On his trip to China and February, Harper signed a broad strategic partnership that called for greater education in energy, natural resources, science, agriculture and education.

—Mike Blanchfield


Canada failing to attract foreign students

  1. Awareness is a two way street and I believe Canadians with too little foreign work experience or training are reaping what they sow.

    As a long term Canadian expat and for lack of a better term, economic migrant, it did not take me long to realize that the gulfs between provinces exemplify and amplify Canada’s lack of familiarity with the business of attracting international students. Where regionalism is rife, strong national policies will always face opposition and possibly obscure the international world which often appears of lessor importance when provincial politics are at play. The same can be said for the appeal that a diversifed international work or study experience appears to merit in Canadian society. Canadian employers highly discriminate against international migrants, and Canadians with international work and study experiences.

    In this kind of environment, Canada’s nonexistent brand image for international education abroad will find difficulty strengthening. At the core, it seems Canadian international education management recruiters screen out Canadian work applicants with foreign work experience.

    This is the point.

    I am a Canadian graduate of The University of Wollongong, Sydney Business School, Master of International Business. Following eleven months of applying for relevant positions in Canada (I would estimate about 500 targeted positions) across my proven competencies and disciplines: International Business, International Education and Research Commercialization … my best prospect is in The USA.

    Why would this be a different story for international applicants in Canada? It isn’t. Canada is a country where engineers and doctors are expected to take cleaning jobs sacrificing their careers for their children’s sake.

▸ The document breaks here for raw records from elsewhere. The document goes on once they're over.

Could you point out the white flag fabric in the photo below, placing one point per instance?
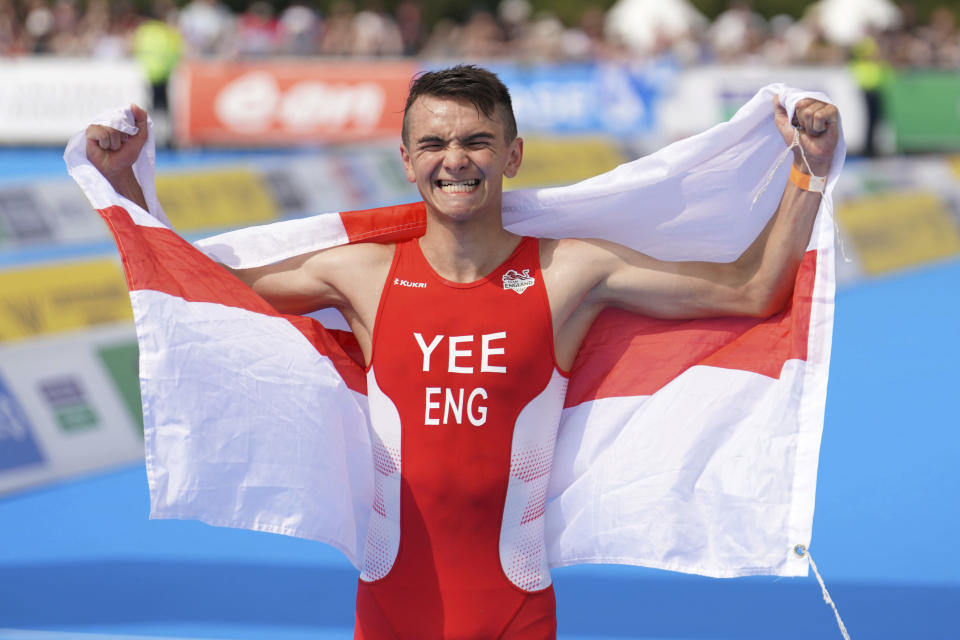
(684, 445)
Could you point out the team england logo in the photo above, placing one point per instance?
(517, 281)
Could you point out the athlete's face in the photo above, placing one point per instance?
(458, 157)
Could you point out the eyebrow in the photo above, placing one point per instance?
(473, 137)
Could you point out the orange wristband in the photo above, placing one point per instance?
(806, 181)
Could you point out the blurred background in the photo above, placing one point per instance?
(272, 110)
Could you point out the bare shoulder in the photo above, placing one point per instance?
(346, 277)
(353, 267)
(591, 255)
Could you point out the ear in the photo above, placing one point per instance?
(407, 164)
(515, 157)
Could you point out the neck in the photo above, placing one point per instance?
(466, 251)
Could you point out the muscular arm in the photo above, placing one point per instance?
(349, 278)
(596, 273)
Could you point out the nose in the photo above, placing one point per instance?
(455, 158)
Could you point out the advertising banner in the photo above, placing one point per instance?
(288, 102)
(47, 100)
(924, 109)
(62, 408)
(584, 98)
(61, 297)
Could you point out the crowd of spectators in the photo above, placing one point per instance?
(207, 28)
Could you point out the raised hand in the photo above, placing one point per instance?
(816, 122)
(113, 152)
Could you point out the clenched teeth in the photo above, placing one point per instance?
(451, 186)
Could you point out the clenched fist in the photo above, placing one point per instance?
(113, 152)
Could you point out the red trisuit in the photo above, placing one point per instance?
(465, 398)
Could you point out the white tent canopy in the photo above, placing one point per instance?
(844, 22)
(639, 23)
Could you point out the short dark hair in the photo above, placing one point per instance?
(481, 88)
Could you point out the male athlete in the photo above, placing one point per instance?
(468, 333)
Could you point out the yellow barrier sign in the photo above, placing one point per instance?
(215, 198)
(561, 161)
(894, 230)
(61, 297)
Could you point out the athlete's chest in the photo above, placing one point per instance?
(464, 350)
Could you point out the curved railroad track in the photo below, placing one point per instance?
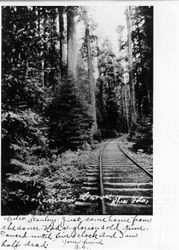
(116, 184)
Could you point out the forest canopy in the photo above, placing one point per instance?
(65, 85)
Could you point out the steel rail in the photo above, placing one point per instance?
(103, 207)
(149, 174)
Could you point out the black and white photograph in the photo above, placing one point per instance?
(77, 110)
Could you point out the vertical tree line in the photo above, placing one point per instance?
(51, 96)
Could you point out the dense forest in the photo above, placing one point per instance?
(65, 90)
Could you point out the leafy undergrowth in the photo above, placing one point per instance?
(49, 187)
(142, 158)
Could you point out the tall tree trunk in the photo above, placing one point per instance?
(132, 105)
(72, 56)
(63, 53)
(92, 84)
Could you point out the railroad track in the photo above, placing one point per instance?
(116, 184)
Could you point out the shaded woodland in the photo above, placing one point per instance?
(65, 89)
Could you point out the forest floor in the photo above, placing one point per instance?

    As I can attest, Canadian instituions disregard and devalue international experience, training and knowledge and as everyone knows, for every foreign educated and experienced candidate there are fifty or sixty people locally who would like the job just as much. So the people possibly most skilled and qualified in these fields: international business, international education and research commercialization never get the job.

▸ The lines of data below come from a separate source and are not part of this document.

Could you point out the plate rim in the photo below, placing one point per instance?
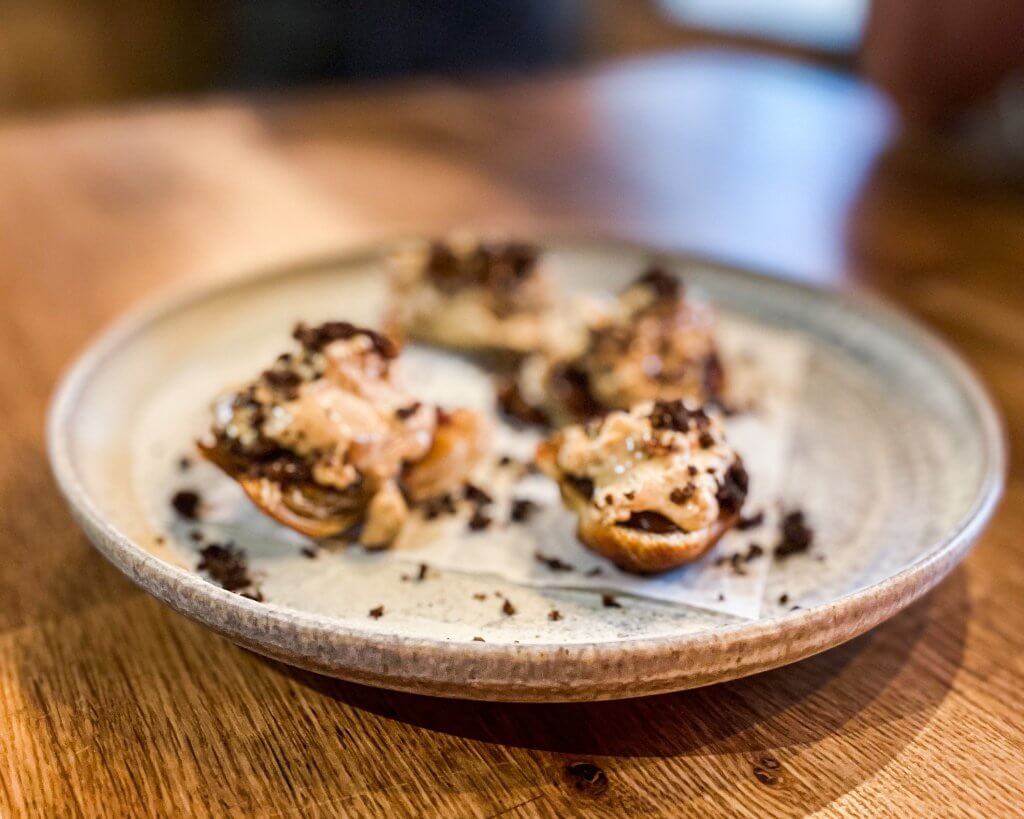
(604, 670)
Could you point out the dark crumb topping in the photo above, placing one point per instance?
(522, 509)
(285, 381)
(732, 492)
(677, 416)
(751, 521)
(659, 282)
(587, 777)
(437, 506)
(316, 338)
(653, 522)
(581, 484)
(552, 563)
(186, 504)
(680, 497)
(498, 266)
(406, 412)
(795, 535)
(475, 494)
(479, 520)
(226, 565)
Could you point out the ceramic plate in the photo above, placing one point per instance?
(895, 455)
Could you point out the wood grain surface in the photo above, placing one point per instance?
(112, 705)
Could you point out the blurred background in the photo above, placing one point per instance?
(952, 65)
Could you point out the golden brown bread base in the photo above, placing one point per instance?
(631, 550)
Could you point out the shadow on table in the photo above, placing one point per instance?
(895, 676)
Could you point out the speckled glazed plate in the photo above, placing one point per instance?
(897, 458)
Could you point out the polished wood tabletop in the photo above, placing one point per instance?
(111, 704)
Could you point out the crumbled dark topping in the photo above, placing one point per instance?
(751, 521)
(437, 506)
(479, 520)
(581, 484)
(497, 266)
(795, 535)
(476, 496)
(406, 412)
(284, 381)
(587, 777)
(676, 416)
(553, 563)
(186, 503)
(522, 509)
(653, 522)
(659, 282)
(316, 338)
(226, 565)
(681, 496)
(732, 492)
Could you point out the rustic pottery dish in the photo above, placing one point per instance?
(897, 458)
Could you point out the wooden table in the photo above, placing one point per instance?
(111, 704)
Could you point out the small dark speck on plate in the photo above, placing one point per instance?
(185, 503)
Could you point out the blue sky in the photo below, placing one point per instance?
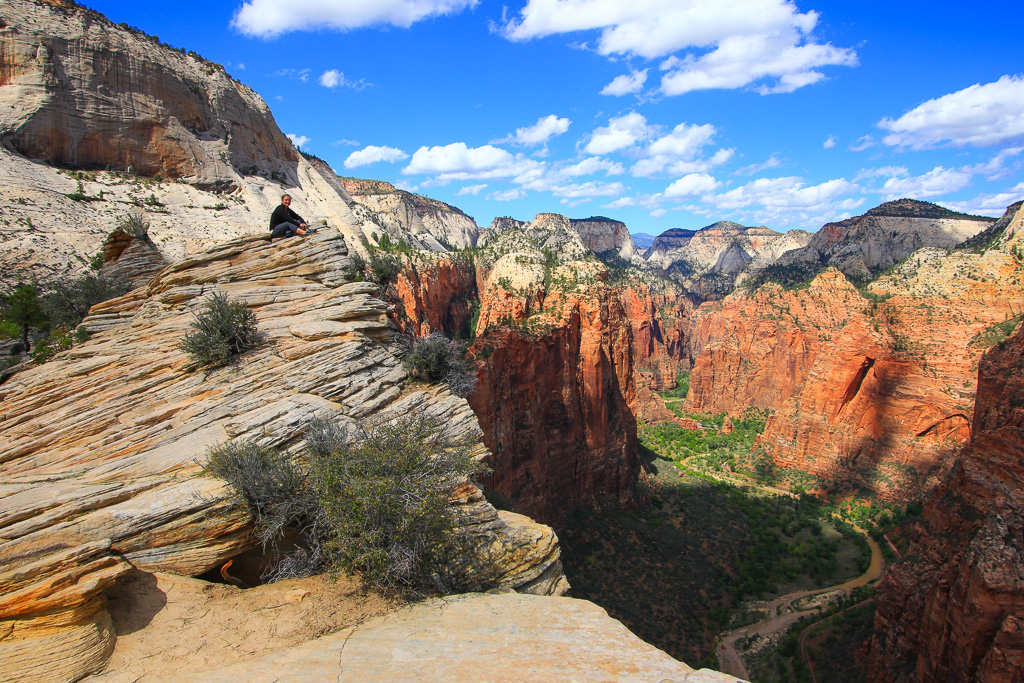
(658, 113)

    These are three areas of growth which Canada desperately lacks.

    The higher education sector could and should be Canada’s #1 Export as it is in Australia but seemingly Canada lacks a national vision or mission that can be shared across every higher education institution in the country to make that happen. Repeatedly, Canadian international education experts raise Australia as the best benchmark to follow in terms of raising the bar on attracting more export earning educational income.

    Repeatedly, Canadian institutions as a complete group seem to do little about it. As for how their ompetitors do it, it seems that is on another planet and certainly not meant to work in the Canadian one.

    There are pockets of change, but what is required is perhaps an evolution that is forty years overdue.

  2. The weather is definitely a factor. I spent five years living in Germany, in Bavaria, which certainly has its share of winter, and yet even the Bavarians would comment “isn’t it terribly cold in Canada?” Canada definitely needs to publicize that not every city in Canada gets Edmonton or Ottawa winters (both of which I do not enjoy, for different reasons). The balmy (albeit rainy) winters of Southern BC should be emphasized.

    When Canada does accept international students, I think there needs to be better English (or French) language standards in place. It is annoying to be teaching a class, only to have one of the international students translating the entire lecture to his or her friend, because that friend doesn’t have a strong enough grasp of the language.